Viento
"LA VIDA es un sueño que uno atraviesa como un sonámbulo", afirma Claire Goll al final de sus memorias tituladas A la caza del viento (Pre-Textos), recién traducidas al castellano, un poco más de un cuarto de siglo después de su publicación original en francés. "Una espuma risible, un poco de niebla para envolver unas horas que tenemos contadas. Por un breve momento, nuestra mente ocupa una funda gelatinosa. Hay que sacar todo lo que se pueda de ello. Yo he hecho todo lo que he podido: he dado mucho amor y he recibido más aún. De mis días y de mis noches, es todo lo que me queda". No es un mal balance para cualquier existencia, pero, aún menos, para esta mujer, judía alemana nacida en Múnich en 1890, casada con el poeta franco-alemán Yvan Goll, sobrina del filósofo Max Scheller y que tuvo el privilegio de estar en todos los lugares y momentos clave de la modernidad del siglo XX, tratando en directo a sus protagonistas, fueran pensadores, literatos, artistas plásticos o simples agitadores. Señalar al respecto que estuvo en el Zúrich dadaísta, en el Berlín espartaquista, en el París de entreguerras o en el Nueva York de la inmediata posguerra es casi lo mismo que proclamar sus amoríos con Rilke o su amistad con James Joyce, Malraux, Jung, Breton, Chagall, Dalí, Mondrian, Celan, etcétera, no todas ellas saldadas con el mismo entusiasmo.
Con tan sólo lo indicado ya cabe hacerse una idea acerca del interés de lo que cuenta en estas memorias descritas a los 85 años, pero lo que a mí me ha llamado más la atención de su estupendo relato, que tiene el brío de una poeta que lo ha vivido todo, no es tanto la abrumadora información acopiada sobre el sinfín de personajes que trató, sino la efervescencia creativa del primer tercio del siglo XX, cuando las circunstancias no podían ser más hostiles y la mayor parte de los jóvenes vanguardistas, hoy considerados figuras capitales de la cultura de nuestra época, eran unos miserables parias llenos de entusiasmo, a quienes no tomaban en serio ni sus propias familias.

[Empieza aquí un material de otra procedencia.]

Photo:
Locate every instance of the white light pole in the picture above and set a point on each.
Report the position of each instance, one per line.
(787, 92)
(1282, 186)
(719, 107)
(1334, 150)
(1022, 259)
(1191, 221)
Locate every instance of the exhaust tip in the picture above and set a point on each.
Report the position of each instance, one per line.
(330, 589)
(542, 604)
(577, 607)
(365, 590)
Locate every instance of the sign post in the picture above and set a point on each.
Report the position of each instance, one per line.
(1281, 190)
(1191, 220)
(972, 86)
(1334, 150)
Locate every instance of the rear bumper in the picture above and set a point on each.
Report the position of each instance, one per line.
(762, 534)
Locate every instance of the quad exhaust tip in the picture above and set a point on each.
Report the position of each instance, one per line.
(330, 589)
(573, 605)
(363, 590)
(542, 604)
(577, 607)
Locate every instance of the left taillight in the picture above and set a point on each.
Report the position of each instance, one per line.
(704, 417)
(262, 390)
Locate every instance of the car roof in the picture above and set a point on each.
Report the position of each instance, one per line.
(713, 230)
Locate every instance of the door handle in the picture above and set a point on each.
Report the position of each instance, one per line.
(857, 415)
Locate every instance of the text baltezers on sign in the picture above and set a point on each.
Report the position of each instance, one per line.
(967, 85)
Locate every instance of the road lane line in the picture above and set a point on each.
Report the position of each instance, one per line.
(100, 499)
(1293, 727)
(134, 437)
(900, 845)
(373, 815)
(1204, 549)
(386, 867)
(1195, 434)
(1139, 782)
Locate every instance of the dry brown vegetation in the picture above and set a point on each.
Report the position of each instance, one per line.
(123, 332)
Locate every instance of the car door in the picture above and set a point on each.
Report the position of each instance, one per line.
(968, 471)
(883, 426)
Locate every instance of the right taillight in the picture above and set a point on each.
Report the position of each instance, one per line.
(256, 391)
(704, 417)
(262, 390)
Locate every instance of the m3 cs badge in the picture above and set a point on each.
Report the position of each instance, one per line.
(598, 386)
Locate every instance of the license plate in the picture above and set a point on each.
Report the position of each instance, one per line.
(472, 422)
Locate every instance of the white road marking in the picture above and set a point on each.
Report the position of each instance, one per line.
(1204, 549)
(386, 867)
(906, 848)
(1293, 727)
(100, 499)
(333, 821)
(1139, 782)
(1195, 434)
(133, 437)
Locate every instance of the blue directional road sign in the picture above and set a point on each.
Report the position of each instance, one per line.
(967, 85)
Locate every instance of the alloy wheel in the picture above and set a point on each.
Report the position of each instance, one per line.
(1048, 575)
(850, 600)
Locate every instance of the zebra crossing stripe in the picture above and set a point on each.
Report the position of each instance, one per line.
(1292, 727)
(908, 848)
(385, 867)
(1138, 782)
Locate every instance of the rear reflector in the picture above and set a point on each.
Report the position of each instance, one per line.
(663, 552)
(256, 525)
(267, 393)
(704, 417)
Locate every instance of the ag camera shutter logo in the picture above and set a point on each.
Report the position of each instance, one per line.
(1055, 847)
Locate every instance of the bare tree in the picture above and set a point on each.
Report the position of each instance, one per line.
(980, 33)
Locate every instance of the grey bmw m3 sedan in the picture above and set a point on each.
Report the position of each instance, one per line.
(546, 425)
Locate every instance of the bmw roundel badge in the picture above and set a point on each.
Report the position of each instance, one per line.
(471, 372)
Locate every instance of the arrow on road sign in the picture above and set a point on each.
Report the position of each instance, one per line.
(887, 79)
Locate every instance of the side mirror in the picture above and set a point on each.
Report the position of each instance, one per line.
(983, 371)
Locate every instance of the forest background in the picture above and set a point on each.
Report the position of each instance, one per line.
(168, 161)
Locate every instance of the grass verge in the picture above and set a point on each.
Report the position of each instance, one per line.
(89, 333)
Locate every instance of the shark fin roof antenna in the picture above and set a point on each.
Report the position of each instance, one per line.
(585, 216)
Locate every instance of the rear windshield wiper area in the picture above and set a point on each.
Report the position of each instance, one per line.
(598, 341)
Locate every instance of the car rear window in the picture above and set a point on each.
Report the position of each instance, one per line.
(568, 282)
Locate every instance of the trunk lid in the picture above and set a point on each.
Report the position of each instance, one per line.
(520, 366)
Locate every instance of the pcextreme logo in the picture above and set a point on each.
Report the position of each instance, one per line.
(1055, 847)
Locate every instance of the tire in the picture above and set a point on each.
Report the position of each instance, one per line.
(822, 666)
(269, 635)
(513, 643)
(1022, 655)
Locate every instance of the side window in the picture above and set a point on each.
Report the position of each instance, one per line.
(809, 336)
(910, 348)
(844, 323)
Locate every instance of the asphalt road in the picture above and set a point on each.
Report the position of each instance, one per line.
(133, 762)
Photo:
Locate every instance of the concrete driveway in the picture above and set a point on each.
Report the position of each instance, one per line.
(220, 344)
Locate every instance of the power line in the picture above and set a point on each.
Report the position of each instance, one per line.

En cualquier caso, en apenas unas pocas décadas, un centenar de escritores y artistas, sin apoyos, ni recompensas, diseñaron un mundo, de cuyos réditos seguimos viviendo en nuestra actualidad atiborrada de aparatos, que procesan ideas heredadas.
Desde luego, basta con echar una ojeada a la historia para comprobar que la creación intelectual y artística casi nunca ha respondido a un bienestar físico o moral, pero no por ello deja de resultar asombroso que la hipertrofia estética de nuestra sociedad casi haya reducido a cenizas el espíritu de invención, quizá porque éste sólo se agita en la intemperie, al resguardo del confort y la promoción, como ese viento -ese soplo de inspiración- que va a su aire y necesita cazadores sin recompensa, como esa hoy olvidada Claire Goll y la rutilante tropa de sus amigos que abarrotan las páginas gloriosas de nuestra historia.